Corporate performance also played a central role. Heavyweight banking stocks such as DBS Group and OCBC Bank hit record share prices, underpinned by resilient earnings, higher net interest income and robust capital positions. Aggressive shareholder return strategies, including special dividends and share buybacks, further boosted investor appetite for local blue-chip stocks.
Policy initiatives added another layer of momentum. The government’s Equity Market Development Programme, which committed billions of dollars to strengthen the local equity ecosystem, improved market depth and liquidity. In addition, the launch of the iEdge Singapore Next 50 Index drew greater attention to mid- and small-cap companies, broadening participation beyond traditional index heavyweights.
Several stocks stood out as top performers during the year.

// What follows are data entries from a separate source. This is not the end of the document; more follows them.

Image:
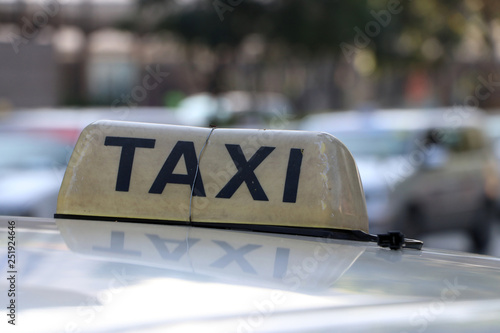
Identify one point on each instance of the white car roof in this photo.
(120, 277)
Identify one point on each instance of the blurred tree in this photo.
(369, 34)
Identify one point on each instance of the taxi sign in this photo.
(140, 172)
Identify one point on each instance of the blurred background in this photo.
(411, 87)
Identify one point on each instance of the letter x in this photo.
(245, 173)
(235, 255)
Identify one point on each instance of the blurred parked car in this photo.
(493, 130)
(35, 145)
(236, 109)
(31, 171)
(422, 171)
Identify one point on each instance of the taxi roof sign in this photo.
(180, 174)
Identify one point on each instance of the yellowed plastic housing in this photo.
(140, 171)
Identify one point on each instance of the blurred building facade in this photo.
(71, 53)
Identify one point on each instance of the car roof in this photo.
(180, 278)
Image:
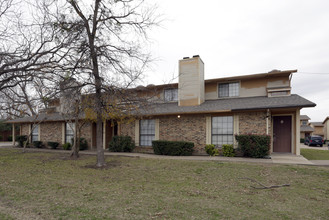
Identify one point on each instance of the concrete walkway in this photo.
(276, 158)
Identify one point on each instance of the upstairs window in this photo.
(147, 132)
(222, 130)
(171, 95)
(35, 132)
(228, 90)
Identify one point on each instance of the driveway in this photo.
(324, 147)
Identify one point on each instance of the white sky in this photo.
(239, 37)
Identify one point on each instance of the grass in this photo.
(311, 154)
(51, 186)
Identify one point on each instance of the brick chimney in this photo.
(191, 81)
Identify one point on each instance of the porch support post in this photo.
(104, 134)
(14, 135)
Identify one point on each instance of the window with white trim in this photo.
(222, 130)
(69, 132)
(171, 95)
(228, 89)
(35, 133)
(146, 132)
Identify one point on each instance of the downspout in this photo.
(267, 116)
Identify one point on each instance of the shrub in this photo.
(211, 150)
(83, 144)
(37, 144)
(21, 139)
(121, 144)
(67, 146)
(173, 148)
(228, 150)
(257, 146)
(53, 145)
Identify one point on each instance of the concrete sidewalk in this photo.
(276, 158)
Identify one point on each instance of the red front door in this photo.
(282, 133)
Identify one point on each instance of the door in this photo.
(282, 133)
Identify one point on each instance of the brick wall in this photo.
(253, 123)
(51, 131)
(128, 129)
(186, 128)
(25, 129)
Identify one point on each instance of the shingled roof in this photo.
(231, 104)
(209, 106)
(40, 118)
(304, 117)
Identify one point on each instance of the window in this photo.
(171, 95)
(69, 132)
(222, 130)
(147, 132)
(35, 132)
(228, 89)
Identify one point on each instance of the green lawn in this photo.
(311, 154)
(51, 186)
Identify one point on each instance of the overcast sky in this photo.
(239, 37)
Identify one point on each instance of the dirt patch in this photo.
(108, 165)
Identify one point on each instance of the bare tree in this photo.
(28, 44)
(108, 51)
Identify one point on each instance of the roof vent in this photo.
(274, 71)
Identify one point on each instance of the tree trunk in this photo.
(100, 150)
(76, 141)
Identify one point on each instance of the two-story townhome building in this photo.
(200, 111)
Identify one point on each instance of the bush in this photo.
(173, 148)
(228, 150)
(257, 146)
(21, 139)
(121, 144)
(67, 146)
(37, 144)
(211, 150)
(53, 145)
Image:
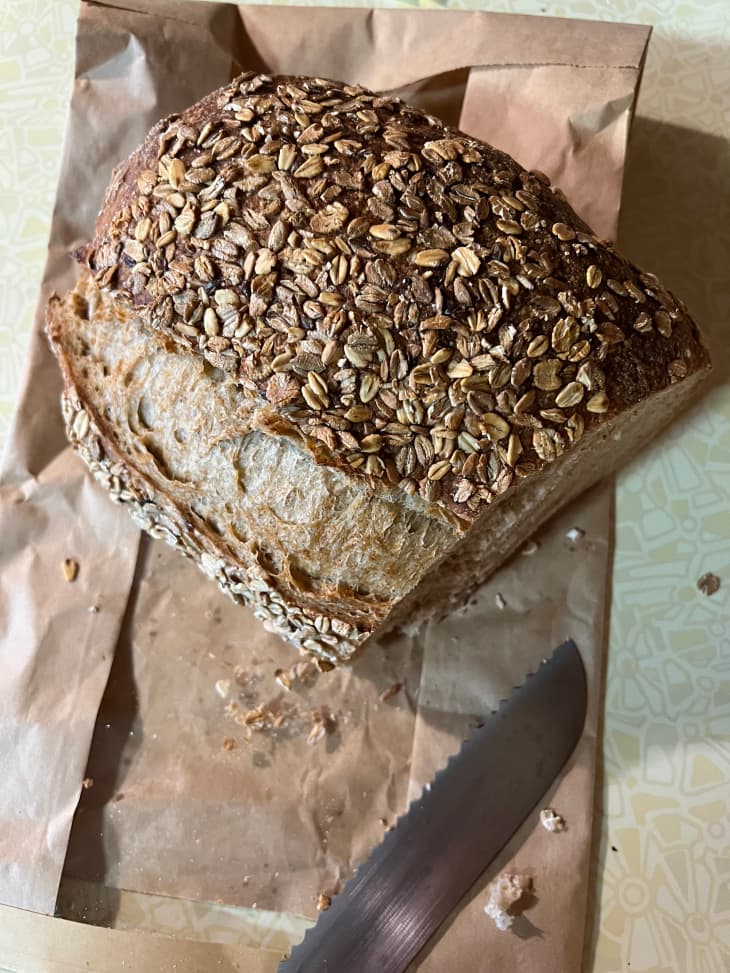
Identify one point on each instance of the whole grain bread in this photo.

DFI Retail Group surged by approximately 72% year-to-date, while Singapore Technologies Engineering and supermarket operator Sheng Siong also delivered strong gains, with Sheng Siong reaching a new all-time high. These advances reflected both company-specific strengths and a broader re-rating of Singapore-listed equities.

Looking ahead, analysts remain cautiously optimistic about the outlook for 2026. While acknowledging the sharp re-rating already achieved, market watchers see scope for further upside, with some projecting the STI could advance toward the 4,880 level. Expectations are anchored on sustained corporate profitability, attractive dividend yields and continued policy support, positioning Singapore’s equity market to remain a relative bright spot in the global investment landscape.